Another popular technology for 5G is massive MIMO enabling infrastructure to serve more terminals in the same frequency band. This increases the number of RF chains per installation, beamforming capabilities and the number of antenna elements used in networks. The result is an increase in the materials required for the antenna PCB, power amplifiers, beamforming components and many more. Massive MIMO also drives data transfer rates and channels higher leading to a greater requirement on baseband processing units, power consumption and hence greater market opportunities for thermal interface materials.
As 5G deployment continues to grow, the yearly demand for thermal interface materials (TIMs) grows too. The antenna, baseband processing (BBU) and power supply represent significant market opportunities.

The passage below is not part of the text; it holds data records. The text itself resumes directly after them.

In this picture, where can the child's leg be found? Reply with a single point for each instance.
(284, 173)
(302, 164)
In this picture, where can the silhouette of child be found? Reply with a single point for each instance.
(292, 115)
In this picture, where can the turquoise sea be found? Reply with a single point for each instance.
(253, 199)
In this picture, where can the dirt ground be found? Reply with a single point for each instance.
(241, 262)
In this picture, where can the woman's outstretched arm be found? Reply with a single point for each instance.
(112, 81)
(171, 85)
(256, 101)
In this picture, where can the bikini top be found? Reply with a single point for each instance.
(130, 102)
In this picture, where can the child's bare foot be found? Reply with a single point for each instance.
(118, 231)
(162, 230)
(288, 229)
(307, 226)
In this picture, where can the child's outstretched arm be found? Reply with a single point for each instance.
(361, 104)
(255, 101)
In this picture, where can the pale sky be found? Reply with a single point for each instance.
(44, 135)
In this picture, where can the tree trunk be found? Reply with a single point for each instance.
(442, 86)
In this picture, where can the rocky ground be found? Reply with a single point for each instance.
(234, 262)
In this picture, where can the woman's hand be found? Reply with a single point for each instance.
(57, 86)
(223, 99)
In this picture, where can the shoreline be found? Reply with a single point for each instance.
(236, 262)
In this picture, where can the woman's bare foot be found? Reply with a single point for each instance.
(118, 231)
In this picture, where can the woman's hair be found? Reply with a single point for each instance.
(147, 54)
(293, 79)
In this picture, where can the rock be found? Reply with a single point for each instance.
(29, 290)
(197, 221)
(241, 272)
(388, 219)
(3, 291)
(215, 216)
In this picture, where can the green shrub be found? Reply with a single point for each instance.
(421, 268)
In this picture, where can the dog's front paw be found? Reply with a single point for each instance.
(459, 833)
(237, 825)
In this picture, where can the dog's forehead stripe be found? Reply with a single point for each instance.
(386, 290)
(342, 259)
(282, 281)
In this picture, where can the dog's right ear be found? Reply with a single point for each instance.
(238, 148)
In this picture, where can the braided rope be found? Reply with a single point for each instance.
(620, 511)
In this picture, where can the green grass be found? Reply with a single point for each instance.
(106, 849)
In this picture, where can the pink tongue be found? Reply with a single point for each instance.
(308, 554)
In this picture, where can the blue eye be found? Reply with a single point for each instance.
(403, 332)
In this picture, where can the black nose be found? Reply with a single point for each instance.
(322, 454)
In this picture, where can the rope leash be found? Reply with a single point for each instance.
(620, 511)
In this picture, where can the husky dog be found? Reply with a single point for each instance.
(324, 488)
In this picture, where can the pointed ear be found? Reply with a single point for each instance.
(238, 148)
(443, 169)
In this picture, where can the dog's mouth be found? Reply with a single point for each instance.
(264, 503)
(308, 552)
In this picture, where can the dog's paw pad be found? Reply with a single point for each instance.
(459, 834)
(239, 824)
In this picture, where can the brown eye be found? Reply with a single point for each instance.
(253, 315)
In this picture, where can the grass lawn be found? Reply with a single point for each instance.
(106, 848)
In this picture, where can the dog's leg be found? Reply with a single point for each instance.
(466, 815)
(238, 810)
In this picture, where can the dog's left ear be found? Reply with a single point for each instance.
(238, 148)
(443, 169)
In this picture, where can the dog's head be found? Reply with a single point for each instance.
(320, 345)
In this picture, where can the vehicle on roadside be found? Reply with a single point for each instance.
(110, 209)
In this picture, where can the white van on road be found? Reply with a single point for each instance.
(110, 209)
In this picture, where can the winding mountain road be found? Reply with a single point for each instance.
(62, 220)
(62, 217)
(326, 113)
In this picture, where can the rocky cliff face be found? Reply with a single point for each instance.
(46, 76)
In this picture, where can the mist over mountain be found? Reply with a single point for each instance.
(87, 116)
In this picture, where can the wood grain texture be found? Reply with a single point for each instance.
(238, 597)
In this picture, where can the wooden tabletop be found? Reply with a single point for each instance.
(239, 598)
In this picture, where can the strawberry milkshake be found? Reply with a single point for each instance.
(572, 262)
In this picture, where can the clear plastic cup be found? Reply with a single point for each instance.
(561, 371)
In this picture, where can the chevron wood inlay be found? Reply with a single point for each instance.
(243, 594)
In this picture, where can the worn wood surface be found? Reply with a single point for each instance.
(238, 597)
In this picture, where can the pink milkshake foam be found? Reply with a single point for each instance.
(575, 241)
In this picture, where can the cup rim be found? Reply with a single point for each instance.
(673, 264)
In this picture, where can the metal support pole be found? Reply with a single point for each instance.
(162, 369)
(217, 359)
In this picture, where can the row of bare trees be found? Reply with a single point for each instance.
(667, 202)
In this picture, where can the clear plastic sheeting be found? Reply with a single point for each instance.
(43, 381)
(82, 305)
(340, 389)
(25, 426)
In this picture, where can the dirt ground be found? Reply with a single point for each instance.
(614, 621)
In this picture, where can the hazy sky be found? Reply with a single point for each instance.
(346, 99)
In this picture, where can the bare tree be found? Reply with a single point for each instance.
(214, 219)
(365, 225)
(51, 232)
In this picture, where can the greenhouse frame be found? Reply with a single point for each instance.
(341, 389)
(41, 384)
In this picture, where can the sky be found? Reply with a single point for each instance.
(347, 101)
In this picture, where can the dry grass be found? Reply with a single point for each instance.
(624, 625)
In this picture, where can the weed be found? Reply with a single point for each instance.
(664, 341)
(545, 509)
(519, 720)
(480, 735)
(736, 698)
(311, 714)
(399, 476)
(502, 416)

Many of the initial 5G smartphones that were tested by the public (especially the mmWave compatible ones) would overheat whilst utilising 5G's high download speeds and would drop back to using 4G in order to cool down. This has become less of a concern with newer devices thanks to developments of 5G modems and antenna as well as effective thermal management strategies. The smartphone market is huge and presents a great opportunity for thermal interface materials and heat spreaders. Many more recent devices have utilised options like copper vapour chambers to enhance heat dissipation. But we have equally seen many players falling back towards graphite heat spreaders, whilst some are adopting advanced materials such as graphene heat spreaders. The material, application and quantity of thermal materials used in smartphones is continuing to evolve and presents a substantial market with billions of devices sold each year.